Vielfältige Lösungsansätze dank Nanotechnologie

Am 14. November 2018 fand auf dem Areal der DSM in Kaiseraugst ein Nano-Tech Apéro statt. Etwa 50 interessierte Teilnehmerinnen und Teilnehmer nutzten die Gelegenheit, sich über die vom SNI unterstützte angewandte Forschung im Nano-Argovia-Programm zu informieren und Kontakte zu den beteiligten Forschern und Industrievertretern zu knüpfen.

Unternehmen aus ganz unterschiedlichen Branchen hoffen durch nanotechnologische Anwendungen ihre Produkte und Prozesse zu verbessern. Um die Zusammenarbeit von Firmen und Forschungsinstitutionen in der Nordwestschweiz auf diesem Gebiet zu unterstützen, hat das Swiss Nanoscience Institute vor 13 Jahren das Nano-Argovia-Programm ins Leben gerufen. Seither wurden 70 angewandte nanotechnologische Forschungsprojekte durchgeführt.

Nano-Tech Apéro für den Austausch
Jedes Jahr werden neue Fragestellungen und Forschungsansätze in das Programm aufgenommen. Um darüber zu informieren und die Kommunikation zwischen den wechselnden Projektpartnern aus Industrie und Wissenschaft zu fördern, veranstaltet das SNI ein bis zweimal jährlich einen Nano-Tech Apéro. Bei der Veranstaltung in Kaiseraugst am 14. November 2018 bekräftigte Dr. Andri Vital, Projektleiter des Hightech Aargau Programms, den hohen Stellenwert der Nanotechnologie für den Kanton Aargau und den wachsenden Anteil der Hightech-Industrie in der Wertschöpfungskette.

Bunte Mischung erfolgreicher Kooperationen
Anschliessend rückte die erfolgreiche Forschung in den Vordergrund. Wissenschaftler von der Fachhochschule Nordwestschweiz, dem CSEM in Muttenz, dem Paul Scherrer Institut (PSI) und der Universität Basel berichteten über ihre jeweiligen Projekte.

So erläuterte beispielsweise Dr. Joachim Köser (FHNW Muttenz), dass in Zusammenarbeit mit DSM Nanostrukturen erfolgreich eingesetzt werden konnten, um die Haftung von Bakterien auf Oberflächen zu vermindern. Um den Oberflächen zudem antibakterielle Eigenschaften zu verleihen, sind weitere Studien notwendig.

Dr.

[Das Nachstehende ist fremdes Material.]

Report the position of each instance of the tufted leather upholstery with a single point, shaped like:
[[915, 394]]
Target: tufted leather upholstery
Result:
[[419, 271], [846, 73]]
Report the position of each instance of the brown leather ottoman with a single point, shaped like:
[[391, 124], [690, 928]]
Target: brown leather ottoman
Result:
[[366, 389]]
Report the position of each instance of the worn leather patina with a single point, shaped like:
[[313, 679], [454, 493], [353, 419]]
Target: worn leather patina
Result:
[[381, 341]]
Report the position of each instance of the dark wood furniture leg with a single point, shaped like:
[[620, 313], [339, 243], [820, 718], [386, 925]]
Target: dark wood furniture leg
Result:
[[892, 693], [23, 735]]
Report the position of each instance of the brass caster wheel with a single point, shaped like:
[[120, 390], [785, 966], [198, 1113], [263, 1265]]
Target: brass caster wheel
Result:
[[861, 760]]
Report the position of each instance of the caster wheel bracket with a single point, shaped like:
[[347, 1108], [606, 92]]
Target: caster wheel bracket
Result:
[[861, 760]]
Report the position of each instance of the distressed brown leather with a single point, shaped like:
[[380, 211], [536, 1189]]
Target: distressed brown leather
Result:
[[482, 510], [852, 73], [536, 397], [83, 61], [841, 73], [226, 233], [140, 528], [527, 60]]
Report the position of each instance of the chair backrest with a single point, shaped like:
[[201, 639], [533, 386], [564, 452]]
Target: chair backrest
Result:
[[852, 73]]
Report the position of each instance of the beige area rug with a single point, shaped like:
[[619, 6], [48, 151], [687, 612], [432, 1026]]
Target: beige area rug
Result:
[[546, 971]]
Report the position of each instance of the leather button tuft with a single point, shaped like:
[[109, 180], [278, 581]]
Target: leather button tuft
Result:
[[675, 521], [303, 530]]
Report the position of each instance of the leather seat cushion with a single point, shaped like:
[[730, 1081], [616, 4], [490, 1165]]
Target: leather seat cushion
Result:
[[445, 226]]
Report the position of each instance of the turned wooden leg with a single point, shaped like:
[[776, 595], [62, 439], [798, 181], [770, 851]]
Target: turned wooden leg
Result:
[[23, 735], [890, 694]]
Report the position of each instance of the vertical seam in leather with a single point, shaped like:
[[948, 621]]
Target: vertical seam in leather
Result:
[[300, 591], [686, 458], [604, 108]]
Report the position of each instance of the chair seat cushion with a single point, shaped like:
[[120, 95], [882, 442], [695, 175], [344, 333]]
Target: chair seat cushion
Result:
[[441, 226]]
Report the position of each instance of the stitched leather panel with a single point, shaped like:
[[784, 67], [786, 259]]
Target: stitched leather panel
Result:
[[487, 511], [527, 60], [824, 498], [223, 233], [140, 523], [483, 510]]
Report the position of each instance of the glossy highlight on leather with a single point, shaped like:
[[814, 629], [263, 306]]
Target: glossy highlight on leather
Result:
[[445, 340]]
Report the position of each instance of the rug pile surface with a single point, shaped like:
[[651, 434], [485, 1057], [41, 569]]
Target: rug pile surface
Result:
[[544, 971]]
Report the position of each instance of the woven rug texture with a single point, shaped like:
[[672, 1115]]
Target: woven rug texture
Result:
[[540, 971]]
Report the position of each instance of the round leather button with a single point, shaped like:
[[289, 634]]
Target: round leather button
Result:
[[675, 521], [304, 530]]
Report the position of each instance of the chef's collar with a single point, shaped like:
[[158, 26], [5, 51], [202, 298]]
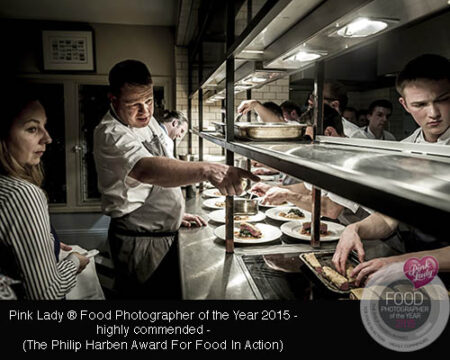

Tim Grüne (PSI) beschrieb wie die Elektronenstrahlbeugung industriell eingesetzt werden kann, um die dreidimensionale Struktur von winzigen Kristallen aufzuklären, die für eine Röntgenstrukturanalyse zu klein sind. Er hat dazu kürzlich eine vom SNI finanzierte Nano-Argovia-Studie in Zusammenarbeit mit den Firmen Dectris AG und Crystallise! AG veröffentlicht, die in der Wissenschaftswelt sehr positiv aufgenommen wurde (siehe Titelgeschichte).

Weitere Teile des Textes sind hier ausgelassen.